These are the voyages of....
I'm sure the staff at who are being laid off by another of the bearded wonder's companies, Virgin Atlantic, will be especially pleased to hear this. Was there any comment from him on his private Caribbean Island?
Virgin Orbit is set to fling a first payload to orbit with its Boeing 747-mounted LauncherOne. The first launch opportunity will come on Sunday 24 May, with another the following day. The window for dropping LauncherOne is substantial: from 17:00 to 21:00 GMT. It has been a while coming. By the company's own estimates it has …
'We note in the company's press kit that its founder, beard aficionado Sir Richard Branson, is described as an "adventure" – which is also an apt term for a journey on one of his trains. '
Beardie doesn't operate trains any more - we've decided the Italians should have a go at running the West Coast; presumably someone in the DoT heard the aphorism about Mussolini getting the trains to run on time and thought that was good enough.
He's still leaching off the taxpayer though - right now trying to get Cornwall County Council to stop funding fripperies such as schools and public transport so money can be siphoned into his spaceport in Newquay.
But it does need a 10000ft runway for the 747, a trained crew to fly it, and someone to serve them fish ...

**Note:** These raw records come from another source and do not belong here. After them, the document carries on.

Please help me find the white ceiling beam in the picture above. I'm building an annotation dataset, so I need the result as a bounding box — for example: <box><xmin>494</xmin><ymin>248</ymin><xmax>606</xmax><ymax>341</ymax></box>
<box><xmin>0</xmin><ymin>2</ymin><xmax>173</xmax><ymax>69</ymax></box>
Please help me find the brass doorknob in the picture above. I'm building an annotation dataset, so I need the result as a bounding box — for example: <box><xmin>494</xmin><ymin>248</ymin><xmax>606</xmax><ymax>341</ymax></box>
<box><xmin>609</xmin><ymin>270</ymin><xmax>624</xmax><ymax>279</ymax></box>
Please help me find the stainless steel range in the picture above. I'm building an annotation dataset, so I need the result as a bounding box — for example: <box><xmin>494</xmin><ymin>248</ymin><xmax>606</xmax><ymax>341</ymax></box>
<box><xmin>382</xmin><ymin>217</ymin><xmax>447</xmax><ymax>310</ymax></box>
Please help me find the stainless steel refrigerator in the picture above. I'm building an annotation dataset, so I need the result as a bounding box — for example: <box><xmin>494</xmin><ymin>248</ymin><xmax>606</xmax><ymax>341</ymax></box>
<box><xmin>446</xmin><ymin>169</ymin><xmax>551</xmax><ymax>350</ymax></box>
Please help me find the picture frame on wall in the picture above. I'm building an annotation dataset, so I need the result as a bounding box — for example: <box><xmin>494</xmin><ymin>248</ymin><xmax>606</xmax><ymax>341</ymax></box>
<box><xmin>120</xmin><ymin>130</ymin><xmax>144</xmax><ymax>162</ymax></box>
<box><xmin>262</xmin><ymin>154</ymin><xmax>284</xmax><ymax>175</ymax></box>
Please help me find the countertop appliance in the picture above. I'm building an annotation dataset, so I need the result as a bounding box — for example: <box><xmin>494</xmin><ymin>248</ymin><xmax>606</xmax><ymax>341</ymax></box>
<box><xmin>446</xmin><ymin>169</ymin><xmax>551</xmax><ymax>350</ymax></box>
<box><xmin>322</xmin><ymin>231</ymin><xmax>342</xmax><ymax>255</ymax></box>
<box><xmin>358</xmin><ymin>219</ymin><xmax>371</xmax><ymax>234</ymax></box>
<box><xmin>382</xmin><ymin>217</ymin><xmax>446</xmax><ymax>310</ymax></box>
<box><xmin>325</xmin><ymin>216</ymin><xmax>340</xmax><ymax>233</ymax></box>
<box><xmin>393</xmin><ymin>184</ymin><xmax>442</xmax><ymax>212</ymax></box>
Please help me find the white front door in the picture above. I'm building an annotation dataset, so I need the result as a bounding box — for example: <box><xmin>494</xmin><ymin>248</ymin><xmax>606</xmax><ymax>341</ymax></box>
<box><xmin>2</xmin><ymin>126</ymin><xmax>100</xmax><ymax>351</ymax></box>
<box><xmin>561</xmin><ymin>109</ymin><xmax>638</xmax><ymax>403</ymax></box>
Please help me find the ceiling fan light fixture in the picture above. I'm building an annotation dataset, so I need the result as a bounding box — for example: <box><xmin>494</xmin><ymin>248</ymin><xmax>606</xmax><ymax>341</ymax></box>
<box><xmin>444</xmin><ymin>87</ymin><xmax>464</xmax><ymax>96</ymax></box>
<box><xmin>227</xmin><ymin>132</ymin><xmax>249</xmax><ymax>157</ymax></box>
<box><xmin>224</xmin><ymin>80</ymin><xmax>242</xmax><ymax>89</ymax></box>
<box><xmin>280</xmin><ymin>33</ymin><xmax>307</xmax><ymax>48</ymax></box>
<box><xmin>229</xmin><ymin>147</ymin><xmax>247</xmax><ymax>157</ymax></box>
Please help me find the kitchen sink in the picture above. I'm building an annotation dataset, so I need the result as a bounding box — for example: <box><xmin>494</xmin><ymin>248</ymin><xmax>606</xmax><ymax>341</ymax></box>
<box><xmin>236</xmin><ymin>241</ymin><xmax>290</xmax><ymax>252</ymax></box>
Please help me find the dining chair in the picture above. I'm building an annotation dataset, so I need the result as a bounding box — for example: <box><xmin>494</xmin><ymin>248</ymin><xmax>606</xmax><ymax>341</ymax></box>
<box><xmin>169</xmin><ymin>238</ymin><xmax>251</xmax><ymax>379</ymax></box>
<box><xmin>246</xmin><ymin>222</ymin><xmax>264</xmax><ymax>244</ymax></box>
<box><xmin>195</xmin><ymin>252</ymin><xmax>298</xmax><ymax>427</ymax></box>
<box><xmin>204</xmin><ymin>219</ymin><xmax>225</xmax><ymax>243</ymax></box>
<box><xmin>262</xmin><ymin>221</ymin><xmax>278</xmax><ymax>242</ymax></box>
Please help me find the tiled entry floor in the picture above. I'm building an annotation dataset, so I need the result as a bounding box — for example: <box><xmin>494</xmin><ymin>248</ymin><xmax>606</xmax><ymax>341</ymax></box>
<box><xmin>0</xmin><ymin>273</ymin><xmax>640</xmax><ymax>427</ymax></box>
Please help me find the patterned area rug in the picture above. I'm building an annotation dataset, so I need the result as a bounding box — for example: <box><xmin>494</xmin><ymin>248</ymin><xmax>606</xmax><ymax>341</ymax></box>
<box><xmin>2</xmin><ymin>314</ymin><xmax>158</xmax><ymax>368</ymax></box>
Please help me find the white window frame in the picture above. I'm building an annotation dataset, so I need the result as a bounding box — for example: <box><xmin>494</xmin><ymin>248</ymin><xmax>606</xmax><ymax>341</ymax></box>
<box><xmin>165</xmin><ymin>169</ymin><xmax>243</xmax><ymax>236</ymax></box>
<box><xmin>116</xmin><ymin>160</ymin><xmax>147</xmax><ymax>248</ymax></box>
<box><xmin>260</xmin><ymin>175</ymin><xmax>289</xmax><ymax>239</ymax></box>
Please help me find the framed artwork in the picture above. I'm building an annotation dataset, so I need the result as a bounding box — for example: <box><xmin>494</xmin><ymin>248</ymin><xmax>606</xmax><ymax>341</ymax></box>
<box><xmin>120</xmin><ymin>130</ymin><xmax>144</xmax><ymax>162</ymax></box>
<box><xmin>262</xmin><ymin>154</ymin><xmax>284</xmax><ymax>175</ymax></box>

The life of everyone on board depends upon just one thing: finding someone back there who can not only fly this plane, but who didn't have fish for dinner.
Considering this is basically a American company, probably staffed almost entirely by Americans, this all sounds very typically self-effacingly British. Hey, we built this thing, it might work, it might not, but we'll give a jolly good try and if it doesn't work, well hey ho, we'll have another go. We've even got a spare rocket in the hanger just in case. (Although that last, spending real money on a plan B is a bit more American than the more typically British shoe-string, garden shed budget.)
Still, I wish them luck. The more the merrier.